Bien que Genève soit située dans la partie francophone de la Suisse, la femme parlait avec un fort accent allemand. Siège de nombreuses organisations internationales, Genève attirait des gens venus des quatre coins du monde.

— C’est exact, dit Théo.

Il faillit ajouter la formule « Frau Drescher ». Elle avait environ quarante-cinq ans, était mince, très jolie, avec des cheveux d’un blond qu’il devinait naturel.

— Je m’appelle Théo Procopides. Je vous remercie de me recevoir.

Frau Drescher haussa très légèrement ses épaules menues.

— Je n’aurais pas accepté de le faire, en temps normal, bien sûr : un inconnu qui vous téléphone pour vous voir… Mais ces deux derniers jours ont été tellement étranges.

— En effet, approuva-t-il. Herr Drescher est-il là ?

— Il n’est pas encore rentré. Son travail le retient parfois jusqu’à une heure assez avancée.

Théo eut un sourire indulgent.

— Je l’imagine aisément. Le métier de policier doit être très exigeant.

La femme fronça les sourcils.

— Le métier de policier ? Vous croyez que c’est celui de mon mari ?

— Il est officier de police, non ?

— Helmut ? Il vend des chaussures. Il a un magasin rue du Rhône.

Bien sûr les gens pouvaient changer de carrière, en vingt ans, mais passer de vendeur de chaussures à inspecteur de police ? La chose lui semblait très improbable. Par ailleurs, les vitrines luxueuses de la rue du Rhône coûtaient une petite fortune. Théo lui-même ne pouvait s’offrir mieux que du lèche-vitrine quand il passait par là. Après avoir possédé un tel magasin, une personne qui deviendrait policier verrait ses revenus gravement amputés.

— Toutes mes excuses. J’ai simplement supposé… Votre mari est le seul Helmut Drescher dans l’annuaire de Genève, vous comprenez. Connaîtriez-vous une autre personne qui porte le même nom ?

— Non, à moins que vous fassiez allusion à mon fils.

— Votre fils ?

— Nous le surnommons « Moot », mais en réalité c’est Helmut junior.

Bien sûr ! Le père tenait un magasin de chaussures et le fils était dans la police. Et tout naturellement, son numéro personnel ne figurait pas dans l’annuaire.

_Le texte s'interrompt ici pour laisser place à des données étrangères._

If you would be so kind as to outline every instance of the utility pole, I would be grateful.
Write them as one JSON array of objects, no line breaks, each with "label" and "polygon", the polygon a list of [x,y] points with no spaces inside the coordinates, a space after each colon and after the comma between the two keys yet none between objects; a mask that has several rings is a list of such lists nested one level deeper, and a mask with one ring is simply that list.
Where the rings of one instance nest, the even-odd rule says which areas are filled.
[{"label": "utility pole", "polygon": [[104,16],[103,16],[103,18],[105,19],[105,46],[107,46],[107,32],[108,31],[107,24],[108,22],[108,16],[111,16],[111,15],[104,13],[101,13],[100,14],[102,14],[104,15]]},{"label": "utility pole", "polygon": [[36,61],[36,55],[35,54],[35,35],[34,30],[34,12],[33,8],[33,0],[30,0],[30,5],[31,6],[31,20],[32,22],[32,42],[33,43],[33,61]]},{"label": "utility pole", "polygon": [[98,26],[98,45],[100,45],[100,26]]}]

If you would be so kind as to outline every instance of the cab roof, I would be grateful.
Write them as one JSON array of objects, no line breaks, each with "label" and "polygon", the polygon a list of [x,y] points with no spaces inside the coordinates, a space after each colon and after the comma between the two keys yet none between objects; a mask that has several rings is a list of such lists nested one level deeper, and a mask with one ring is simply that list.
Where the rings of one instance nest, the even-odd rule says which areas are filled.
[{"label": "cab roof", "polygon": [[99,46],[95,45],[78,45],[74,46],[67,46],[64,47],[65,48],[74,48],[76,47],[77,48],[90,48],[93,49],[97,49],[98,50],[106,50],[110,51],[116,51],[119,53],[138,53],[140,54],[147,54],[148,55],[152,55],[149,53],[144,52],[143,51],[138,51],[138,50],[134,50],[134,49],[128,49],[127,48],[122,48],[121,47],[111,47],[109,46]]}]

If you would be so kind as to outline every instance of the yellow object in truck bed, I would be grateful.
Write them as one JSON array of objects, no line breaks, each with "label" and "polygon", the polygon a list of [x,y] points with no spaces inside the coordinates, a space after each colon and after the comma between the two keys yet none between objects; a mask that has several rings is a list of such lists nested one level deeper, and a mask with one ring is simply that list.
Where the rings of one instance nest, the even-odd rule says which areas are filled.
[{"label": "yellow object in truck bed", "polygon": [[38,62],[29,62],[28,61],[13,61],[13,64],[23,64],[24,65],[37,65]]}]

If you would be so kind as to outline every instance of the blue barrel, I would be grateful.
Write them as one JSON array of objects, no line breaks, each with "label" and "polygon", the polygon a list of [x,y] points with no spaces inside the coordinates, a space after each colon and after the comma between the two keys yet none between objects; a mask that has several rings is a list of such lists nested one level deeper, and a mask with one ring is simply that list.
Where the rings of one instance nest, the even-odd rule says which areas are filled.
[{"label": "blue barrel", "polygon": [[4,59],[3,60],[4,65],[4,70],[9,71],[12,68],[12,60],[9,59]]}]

— Ah, excusez-moi, c’est moi qui me suis trompé. Ce doit être lui, oui. Pourriez-vous me dire comment entrer en contact avec votre fils ?

— Il est là-haut, dans sa chambre.

— Vous voulez dire qu’il habite toujours ici ?

— Bien sûr. Il n’a que sept ans…

Mentalement, Théo se donna une bonne gifle. Il avait encore du mal à s’adapter à la réalité de cet aperçu du futur et peut-être son absence de vision personnelle expliquait pourquoi il ne se faisait pas au décalage. N’empêche, il avait l’impression de se conduire comme un imbécile.

Si le jeune Moot avait sept ans aujourd’hui, il en aurait vingt-huit au moment de la mort de Théo, c’est-à-dire qu’il serait plus âgé d’un an que le Théo actuel. Et il était inutile de demander s’il voulait devenir policier quand il serait adulte. À sept ans, tous les garçons en rêvent.

— Je ne voudrais surtout pas abuser de votre gentillesse, mais me serait-il possible de le voir ?

— Je ne sais pas trop… Peut-être vaudrait-il mieux attendre que mon mari rentre.

— Si vous préférez, dit Théo.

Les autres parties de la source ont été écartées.